Two days later, Brad Houser spent the afternoon with Arnold Stone, a nearby rancher who was a client of his. Houser had helped him draw up a will.

“You’ve done quite well for yourself, Mr. Stone,” Houser said as he examined the figures.

“Yes, well, I came here right after the war, was able to get the land for a song, and then make a gather of cattle that, during the war, had run free ’n started multiplying.”

“So ranching can be quite a lucrative profession.”

“Well, if you got into it early enough, yes.” Stone shook his head. “Not that many opportunities left here in Texas now. If a man really wanted to get a start now, why, he’d have to go someplace like Wyoming, or Utah, or the Dakotas, I would think.”

“Interesting observation,” Houser replied. He put the papers he had been working on in a small satchel. “You come into town sometime next week, Mr. Stone, and I’ll have these papers ready.”

“Thanks. And thanks for coming out here to work on this for me. You didn’t have to, you know. I would have been glad to come into town.”
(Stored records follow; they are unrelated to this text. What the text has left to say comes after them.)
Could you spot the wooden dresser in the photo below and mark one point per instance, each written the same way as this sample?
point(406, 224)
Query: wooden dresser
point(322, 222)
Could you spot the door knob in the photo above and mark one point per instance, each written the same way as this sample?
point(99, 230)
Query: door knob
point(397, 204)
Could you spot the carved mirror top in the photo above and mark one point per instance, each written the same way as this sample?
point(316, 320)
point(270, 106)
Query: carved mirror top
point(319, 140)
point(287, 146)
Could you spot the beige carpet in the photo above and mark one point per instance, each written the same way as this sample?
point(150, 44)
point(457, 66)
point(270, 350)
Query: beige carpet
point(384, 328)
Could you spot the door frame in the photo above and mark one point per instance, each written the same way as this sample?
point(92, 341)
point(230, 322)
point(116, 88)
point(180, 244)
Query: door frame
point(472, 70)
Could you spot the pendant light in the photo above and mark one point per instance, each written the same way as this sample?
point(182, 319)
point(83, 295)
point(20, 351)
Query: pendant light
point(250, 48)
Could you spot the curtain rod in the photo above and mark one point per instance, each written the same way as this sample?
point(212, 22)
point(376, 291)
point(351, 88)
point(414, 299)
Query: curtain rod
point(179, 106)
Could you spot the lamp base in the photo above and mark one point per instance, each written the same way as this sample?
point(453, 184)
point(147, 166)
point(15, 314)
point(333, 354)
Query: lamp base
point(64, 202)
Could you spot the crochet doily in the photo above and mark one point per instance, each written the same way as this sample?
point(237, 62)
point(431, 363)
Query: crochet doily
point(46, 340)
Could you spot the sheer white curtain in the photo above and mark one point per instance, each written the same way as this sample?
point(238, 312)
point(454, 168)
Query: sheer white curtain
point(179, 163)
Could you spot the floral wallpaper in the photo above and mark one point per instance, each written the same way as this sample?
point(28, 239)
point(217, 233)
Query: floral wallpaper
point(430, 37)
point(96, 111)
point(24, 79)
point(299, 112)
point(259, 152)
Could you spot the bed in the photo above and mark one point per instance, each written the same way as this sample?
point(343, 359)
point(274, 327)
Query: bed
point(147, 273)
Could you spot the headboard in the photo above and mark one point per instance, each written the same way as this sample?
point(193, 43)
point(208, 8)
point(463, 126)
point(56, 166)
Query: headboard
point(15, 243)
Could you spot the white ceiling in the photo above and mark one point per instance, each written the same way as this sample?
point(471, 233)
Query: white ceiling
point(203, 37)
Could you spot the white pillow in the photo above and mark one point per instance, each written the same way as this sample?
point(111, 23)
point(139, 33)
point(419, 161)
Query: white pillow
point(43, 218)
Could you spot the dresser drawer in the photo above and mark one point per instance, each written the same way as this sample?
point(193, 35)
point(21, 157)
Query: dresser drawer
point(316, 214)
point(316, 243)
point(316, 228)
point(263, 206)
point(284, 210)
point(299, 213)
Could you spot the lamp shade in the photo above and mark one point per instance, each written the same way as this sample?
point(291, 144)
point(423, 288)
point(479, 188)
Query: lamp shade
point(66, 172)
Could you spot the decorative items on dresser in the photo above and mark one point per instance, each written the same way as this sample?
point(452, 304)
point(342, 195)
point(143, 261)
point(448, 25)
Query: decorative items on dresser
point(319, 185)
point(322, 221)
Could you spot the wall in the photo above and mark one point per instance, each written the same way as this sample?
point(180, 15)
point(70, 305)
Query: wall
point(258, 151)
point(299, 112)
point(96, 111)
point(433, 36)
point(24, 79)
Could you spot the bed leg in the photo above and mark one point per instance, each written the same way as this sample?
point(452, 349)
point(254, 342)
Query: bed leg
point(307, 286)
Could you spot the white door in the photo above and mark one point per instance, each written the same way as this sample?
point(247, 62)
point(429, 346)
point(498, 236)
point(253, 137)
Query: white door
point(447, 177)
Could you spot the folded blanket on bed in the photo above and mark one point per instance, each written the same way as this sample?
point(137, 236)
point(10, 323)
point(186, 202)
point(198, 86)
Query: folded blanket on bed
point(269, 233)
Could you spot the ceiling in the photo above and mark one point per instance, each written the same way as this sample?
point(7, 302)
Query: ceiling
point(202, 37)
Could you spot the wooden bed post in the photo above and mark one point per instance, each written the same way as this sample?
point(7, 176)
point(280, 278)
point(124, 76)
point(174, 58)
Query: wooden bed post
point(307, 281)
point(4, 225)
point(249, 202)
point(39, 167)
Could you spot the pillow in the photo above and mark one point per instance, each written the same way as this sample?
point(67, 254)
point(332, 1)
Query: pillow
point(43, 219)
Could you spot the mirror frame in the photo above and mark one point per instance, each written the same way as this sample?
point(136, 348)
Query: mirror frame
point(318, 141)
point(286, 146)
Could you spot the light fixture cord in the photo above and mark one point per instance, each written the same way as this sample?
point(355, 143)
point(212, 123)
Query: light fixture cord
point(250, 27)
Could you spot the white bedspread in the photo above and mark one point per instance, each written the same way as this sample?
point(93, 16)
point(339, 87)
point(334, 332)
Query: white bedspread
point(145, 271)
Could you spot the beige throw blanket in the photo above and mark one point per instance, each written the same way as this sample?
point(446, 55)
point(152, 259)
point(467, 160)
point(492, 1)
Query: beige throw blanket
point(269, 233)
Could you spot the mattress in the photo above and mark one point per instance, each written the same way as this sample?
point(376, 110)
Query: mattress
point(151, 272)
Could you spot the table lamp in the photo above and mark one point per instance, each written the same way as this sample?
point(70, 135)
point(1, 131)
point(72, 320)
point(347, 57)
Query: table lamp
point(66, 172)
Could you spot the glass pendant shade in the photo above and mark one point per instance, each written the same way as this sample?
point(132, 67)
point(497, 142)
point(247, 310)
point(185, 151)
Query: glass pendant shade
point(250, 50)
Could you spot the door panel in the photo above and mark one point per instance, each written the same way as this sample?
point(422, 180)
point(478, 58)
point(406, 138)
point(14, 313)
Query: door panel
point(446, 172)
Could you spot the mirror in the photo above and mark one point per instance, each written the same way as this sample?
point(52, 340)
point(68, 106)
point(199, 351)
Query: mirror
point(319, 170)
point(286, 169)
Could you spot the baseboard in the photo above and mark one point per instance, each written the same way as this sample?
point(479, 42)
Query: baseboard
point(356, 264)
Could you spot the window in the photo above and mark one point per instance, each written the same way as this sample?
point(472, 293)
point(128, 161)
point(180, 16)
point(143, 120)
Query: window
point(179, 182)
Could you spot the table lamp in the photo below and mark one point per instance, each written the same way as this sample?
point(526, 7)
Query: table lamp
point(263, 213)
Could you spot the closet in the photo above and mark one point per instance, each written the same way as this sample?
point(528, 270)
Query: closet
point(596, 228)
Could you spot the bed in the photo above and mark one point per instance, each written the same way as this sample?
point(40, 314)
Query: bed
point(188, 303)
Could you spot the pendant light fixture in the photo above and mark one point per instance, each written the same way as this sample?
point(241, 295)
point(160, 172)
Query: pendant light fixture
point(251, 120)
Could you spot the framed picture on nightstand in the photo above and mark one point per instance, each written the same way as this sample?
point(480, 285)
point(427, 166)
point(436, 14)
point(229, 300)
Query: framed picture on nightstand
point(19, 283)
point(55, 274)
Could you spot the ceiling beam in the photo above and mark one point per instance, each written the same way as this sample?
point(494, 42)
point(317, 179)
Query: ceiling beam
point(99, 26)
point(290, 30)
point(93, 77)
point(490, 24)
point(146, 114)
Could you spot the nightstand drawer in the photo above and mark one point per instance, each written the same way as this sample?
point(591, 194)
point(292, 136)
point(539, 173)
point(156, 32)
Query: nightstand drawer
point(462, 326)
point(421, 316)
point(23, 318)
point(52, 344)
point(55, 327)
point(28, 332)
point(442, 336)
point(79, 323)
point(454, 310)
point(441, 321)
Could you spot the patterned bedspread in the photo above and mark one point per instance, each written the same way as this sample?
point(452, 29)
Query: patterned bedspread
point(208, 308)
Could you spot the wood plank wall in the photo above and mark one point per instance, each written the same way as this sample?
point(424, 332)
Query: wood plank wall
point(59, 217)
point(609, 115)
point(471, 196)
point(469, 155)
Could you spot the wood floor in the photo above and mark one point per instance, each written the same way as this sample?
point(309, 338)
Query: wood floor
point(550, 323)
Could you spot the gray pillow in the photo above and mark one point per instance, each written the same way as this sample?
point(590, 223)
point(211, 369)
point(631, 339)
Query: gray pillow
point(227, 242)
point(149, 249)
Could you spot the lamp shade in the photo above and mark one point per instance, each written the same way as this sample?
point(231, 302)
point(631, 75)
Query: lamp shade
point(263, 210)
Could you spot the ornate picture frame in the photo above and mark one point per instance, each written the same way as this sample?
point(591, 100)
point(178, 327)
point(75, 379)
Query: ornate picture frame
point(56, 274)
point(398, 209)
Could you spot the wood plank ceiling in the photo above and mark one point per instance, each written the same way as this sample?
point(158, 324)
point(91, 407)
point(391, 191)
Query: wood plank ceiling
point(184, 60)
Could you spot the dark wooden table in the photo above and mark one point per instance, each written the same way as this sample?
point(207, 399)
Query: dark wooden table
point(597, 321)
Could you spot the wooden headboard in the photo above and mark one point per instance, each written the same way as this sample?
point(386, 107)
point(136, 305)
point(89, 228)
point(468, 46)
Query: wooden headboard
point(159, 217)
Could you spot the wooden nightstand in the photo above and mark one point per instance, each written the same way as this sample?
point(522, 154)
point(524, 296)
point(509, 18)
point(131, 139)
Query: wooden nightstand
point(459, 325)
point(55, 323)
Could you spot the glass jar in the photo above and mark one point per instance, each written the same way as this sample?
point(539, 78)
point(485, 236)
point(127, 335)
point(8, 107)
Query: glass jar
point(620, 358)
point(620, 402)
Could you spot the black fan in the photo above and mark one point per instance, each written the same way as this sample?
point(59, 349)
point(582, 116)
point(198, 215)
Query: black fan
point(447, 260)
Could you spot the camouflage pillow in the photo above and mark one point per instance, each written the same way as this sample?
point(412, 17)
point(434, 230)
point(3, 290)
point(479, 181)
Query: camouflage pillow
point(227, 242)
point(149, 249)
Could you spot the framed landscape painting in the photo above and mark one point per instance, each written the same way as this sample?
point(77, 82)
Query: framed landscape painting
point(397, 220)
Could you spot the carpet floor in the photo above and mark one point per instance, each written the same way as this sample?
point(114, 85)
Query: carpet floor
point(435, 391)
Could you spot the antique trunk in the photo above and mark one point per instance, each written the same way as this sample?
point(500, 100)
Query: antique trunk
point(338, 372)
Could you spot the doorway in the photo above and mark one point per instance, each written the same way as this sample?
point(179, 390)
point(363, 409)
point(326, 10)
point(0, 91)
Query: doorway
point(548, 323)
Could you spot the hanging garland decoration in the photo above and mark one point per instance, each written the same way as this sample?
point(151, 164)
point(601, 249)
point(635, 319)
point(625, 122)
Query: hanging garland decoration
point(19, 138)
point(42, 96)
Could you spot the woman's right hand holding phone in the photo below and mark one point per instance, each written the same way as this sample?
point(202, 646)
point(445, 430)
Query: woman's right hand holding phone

“I didn’t mind at all,” Houser said.

* * *

In Sulphur Springs, Sid Shamrock and Abe Sobel waited outside the bank.

“It’s near to four o’clock now,” Shamrock said. “Brad told me that the teller leaves at four ’n locks up, but Dempster, the banker, stays there until ’bout four-thirty. So when we see the teller leave, we’ll go in.”

“How are we going to get in, if the bank is locked?”

Shamrock smiled and held up a key. “This’ll get us in,” he said.

Abe didn’t ask how Shamrock came by the key.

“Look there, he’s about to come out,” Shamrock said, pointing across the street.

They watched as shades were pulled down in each of the two front windows and in the door. A sign, reading CLOSED, was turned around, then a man stepped through the door, locked it, and walked away.

“Wait till he gets around the corner,” Shamrock said.

A moment later, when the street was clear, Shamrock and Abe hurried across, unlocked the door, then stepped into the bank.

“What did you forget, Lee?” Dempster called without looking around. He was standing in front of the open vault.

“Put your hands up,” Shamrock called out.

Dempster put his hand on the vault door, as if to close it, and Shamrock pulled the hammer back on his pistol.